The Anti-Socialist Origins of Big Data

Source: The Nation

The New Yorker last week published an essay by Evgeny Morozov on socialist Chile’s fascinating Project Cybersyn. Cybersyn was short for cybernetics synergy, an attempt by Salvador Allende’s economic planners to create a state-of-the art information system that could rationalize economic decisions—a networked of linked telex machines with state-of-the-art software that would keep track of real-time economic indicators, availability of raw material, shortages, factory output, consumer demand and so on.

In was the early 1970s, and so at the center of the project was the “Operations Room,” designed by Gui Bonsiepe, a German industrial designer whose work, according to Morozov, inspired Steve Jobs. Here’s Morozov’s description: “it was a hexagonal space, thirty-three feet in diameter, accommodating seven white fiberglass swivel chairs with orange cushions and, on the walls, futurist screens.
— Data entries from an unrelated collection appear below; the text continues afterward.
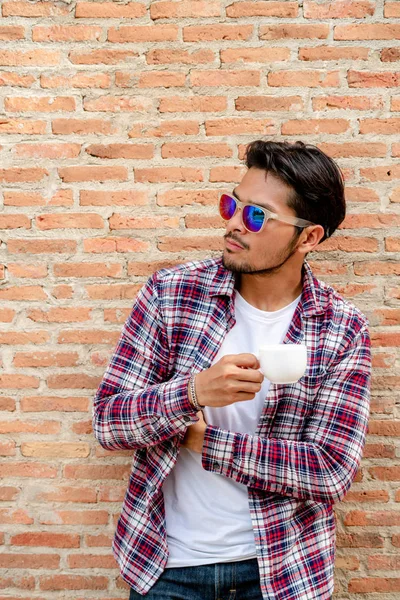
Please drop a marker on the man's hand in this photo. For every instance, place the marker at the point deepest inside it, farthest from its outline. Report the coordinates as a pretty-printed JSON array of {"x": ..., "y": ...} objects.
[
  {"x": 234, "y": 378},
  {"x": 194, "y": 436}
]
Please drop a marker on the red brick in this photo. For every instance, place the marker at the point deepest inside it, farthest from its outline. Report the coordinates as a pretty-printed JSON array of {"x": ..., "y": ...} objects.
[
  {"x": 372, "y": 79},
  {"x": 7, "y": 315},
  {"x": 221, "y": 78},
  {"x": 66, "y": 33},
  {"x": 315, "y": 126},
  {"x": 47, "y": 151},
  {"x": 392, "y": 9},
  {"x": 17, "y": 581},
  {"x": 55, "y": 449},
  {"x": 339, "y": 9},
  {"x": 160, "y": 56},
  {"x": 25, "y": 8},
  {"x": 102, "y": 56},
  {"x": 254, "y": 55},
  {"x": 39, "y": 104},
  {"x": 385, "y": 473},
  {"x": 30, "y": 58},
  {"x": 46, "y": 538},
  {"x": 183, "y": 197},
  {"x": 45, "y": 246},
  {"x": 262, "y": 9},
  {"x": 377, "y": 268},
  {"x": 367, "y": 31},
  {"x": 23, "y": 175},
  {"x": 72, "y": 220},
  {"x": 168, "y": 174},
  {"x": 382, "y": 126},
  {"x": 143, "y": 33},
  {"x": 54, "y": 403},
  {"x": 129, "y": 151},
  {"x": 150, "y": 79},
  {"x": 109, "y": 10},
  {"x": 93, "y": 173},
  {"x": 333, "y": 53},
  {"x": 347, "y": 102},
  {"x": 7, "y": 404},
  {"x": 18, "y": 516},
  {"x": 83, "y": 127},
  {"x": 369, "y": 585},
  {"x": 213, "y": 32},
  {"x": 45, "y": 359},
  {"x": 240, "y": 125},
  {"x": 73, "y": 381},
  {"x": 26, "y": 292},
  {"x": 93, "y": 472},
  {"x": 87, "y": 270},
  {"x": 119, "y": 244},
  {"x": 12, "y": 32},
  {"x": 349, "y": 149},
  {"x": 113, "y": 198},
  {"x": 28, "y": 469},
  {"x": 390, "y": 428},
  {"x": 8, "y": 78},
  {"x": 189, "y": 244},
  {"x": 66, "y": 494},
  {"x": 79, "y": 80},
  {"x": 195, "y": 150},
  {"x": 359, "y": 540},
  {"x": 14, "y": 221},
  {"x": 390, "y": 54},
  {"x": 304, "y": 78},
  {"x": 367, "y": 496},
  {"x": 29, "y": 561},
  {"x": 187, "y": 9},
  {"x": 118, "y": 221},
  {"x": 118, "y": 104},
  {"x": 193, "y": 104},
  {"x": 72, "y": 582},
  {"x": 392, "y": 245},
  {"x": 164, "y": 129},
  {"x": 227, "y": 174},
  {"x": 294, "y": 31}
]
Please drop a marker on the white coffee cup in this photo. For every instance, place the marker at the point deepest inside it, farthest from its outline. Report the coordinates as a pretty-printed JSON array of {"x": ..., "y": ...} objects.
[{"x": 283, "y": 363}]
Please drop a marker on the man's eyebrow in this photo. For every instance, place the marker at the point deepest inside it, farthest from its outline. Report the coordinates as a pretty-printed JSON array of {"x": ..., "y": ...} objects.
[{"x": 267, "y": 206}]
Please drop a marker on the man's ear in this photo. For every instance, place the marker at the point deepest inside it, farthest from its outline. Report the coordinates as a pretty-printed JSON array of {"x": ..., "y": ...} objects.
[{"x": 310, "y": 238}]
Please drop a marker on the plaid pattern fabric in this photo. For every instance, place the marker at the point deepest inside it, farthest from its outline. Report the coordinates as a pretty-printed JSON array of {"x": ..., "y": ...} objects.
[{"x": 302, "y": 458}]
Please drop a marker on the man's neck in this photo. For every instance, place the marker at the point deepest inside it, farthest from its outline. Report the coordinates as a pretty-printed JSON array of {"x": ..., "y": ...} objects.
[{"x": 270, "y": 292}]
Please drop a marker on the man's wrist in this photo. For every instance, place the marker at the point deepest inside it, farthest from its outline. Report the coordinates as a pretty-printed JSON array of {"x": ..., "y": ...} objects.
[{"x": 192, "y": 394}]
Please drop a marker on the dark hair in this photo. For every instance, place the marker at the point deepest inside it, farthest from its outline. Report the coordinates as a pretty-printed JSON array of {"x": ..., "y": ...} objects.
[{"x": 315, "y": 178}]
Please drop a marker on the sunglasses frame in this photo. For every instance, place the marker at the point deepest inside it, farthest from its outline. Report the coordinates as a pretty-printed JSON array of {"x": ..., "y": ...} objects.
[{"x": 267, "y": 214}]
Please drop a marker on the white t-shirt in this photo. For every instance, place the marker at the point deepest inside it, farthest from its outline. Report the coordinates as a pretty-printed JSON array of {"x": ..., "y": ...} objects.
[{"x": 207, "y": 514}]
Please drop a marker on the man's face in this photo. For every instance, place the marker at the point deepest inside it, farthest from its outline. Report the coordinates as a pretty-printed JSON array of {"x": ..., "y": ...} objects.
[{"x": 275, "y": 245}]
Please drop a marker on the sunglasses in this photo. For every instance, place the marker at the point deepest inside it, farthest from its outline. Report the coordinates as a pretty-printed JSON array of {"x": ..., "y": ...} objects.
[{"x": 253, "y": 217}]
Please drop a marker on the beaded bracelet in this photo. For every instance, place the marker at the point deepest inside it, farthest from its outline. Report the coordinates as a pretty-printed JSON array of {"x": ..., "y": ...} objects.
[{"x": 194, "y": 400}]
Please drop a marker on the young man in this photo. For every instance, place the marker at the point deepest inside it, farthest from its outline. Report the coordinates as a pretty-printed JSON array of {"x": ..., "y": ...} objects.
[{"x": 234, "y": 501}]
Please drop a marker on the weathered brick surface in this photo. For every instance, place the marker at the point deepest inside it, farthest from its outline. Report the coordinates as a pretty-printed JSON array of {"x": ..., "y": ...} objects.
[{"x": 121, "y": 123}]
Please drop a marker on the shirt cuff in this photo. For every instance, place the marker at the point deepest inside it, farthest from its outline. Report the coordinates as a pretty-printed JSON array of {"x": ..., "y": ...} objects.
[{"x": 218, "y": 450}]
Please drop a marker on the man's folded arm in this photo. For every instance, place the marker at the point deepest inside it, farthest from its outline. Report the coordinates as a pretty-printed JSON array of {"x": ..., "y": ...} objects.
[
  {"x": 138, "y": 403},
  {"x": 323, "y": 464}
]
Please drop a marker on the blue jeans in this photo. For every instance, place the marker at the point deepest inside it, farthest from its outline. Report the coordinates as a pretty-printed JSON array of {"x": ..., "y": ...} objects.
[{"x": 221, "y": 581}]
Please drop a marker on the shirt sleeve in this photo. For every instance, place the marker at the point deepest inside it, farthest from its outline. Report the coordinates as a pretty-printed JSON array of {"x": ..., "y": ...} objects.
[
  {"x": 323, "y": 464},
  {"x": 138, "y": 402}
]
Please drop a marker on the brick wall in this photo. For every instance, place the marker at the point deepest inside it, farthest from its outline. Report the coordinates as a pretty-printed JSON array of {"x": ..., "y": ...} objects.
[{"x": 120, "y": 123}]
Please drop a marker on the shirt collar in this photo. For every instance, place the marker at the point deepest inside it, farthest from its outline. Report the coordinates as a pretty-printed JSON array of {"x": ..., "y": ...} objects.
[{"x": 313, "y": 299}]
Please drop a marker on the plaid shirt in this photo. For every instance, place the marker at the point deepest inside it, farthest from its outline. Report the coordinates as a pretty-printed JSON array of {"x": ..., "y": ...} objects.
[{"x": 302, "y": 457}]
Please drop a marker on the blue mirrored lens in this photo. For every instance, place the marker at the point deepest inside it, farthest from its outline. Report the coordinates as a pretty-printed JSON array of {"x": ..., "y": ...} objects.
[
  {"x": 227, "y": 207},
  {"x": 253, "y": 218}
]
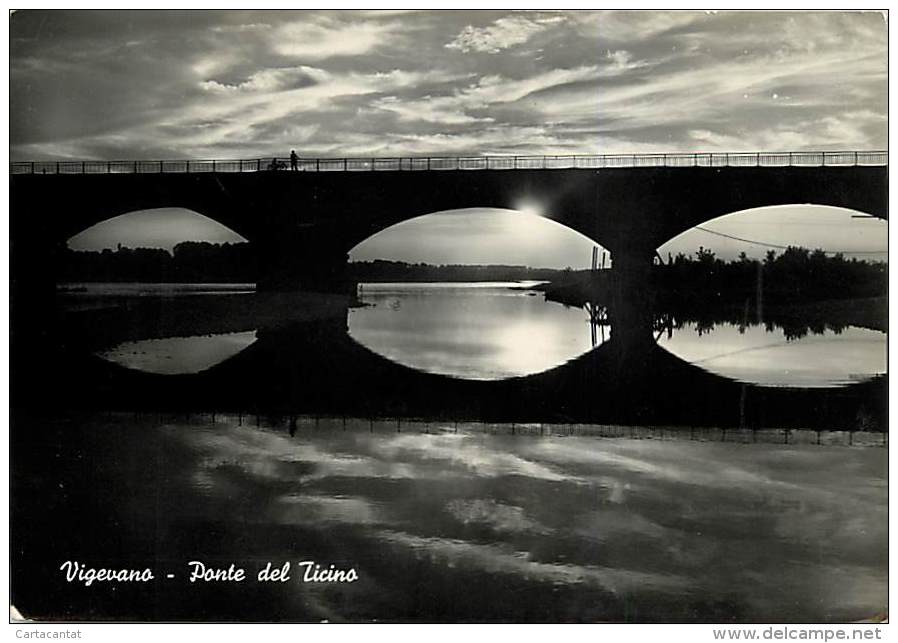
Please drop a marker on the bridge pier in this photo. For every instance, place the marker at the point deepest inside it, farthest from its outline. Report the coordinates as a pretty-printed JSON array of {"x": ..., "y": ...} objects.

Tables and paper were banned.” It something like the deck of the USS Enterprise, from Star Trek, which had just ended its run the year before Allende’s 1970 election. “Four screens could show hundreds of pictures and figures at the touch of a button, delivering historical and statistical information about production—the Datafeed.”

Most of the program was meant to coordinate a command economy, and was to include programs to run stimulations of economic decisions: “before you set prices, established production quotas, or shifted petroleum allocations, you could see how your decisions would play out.”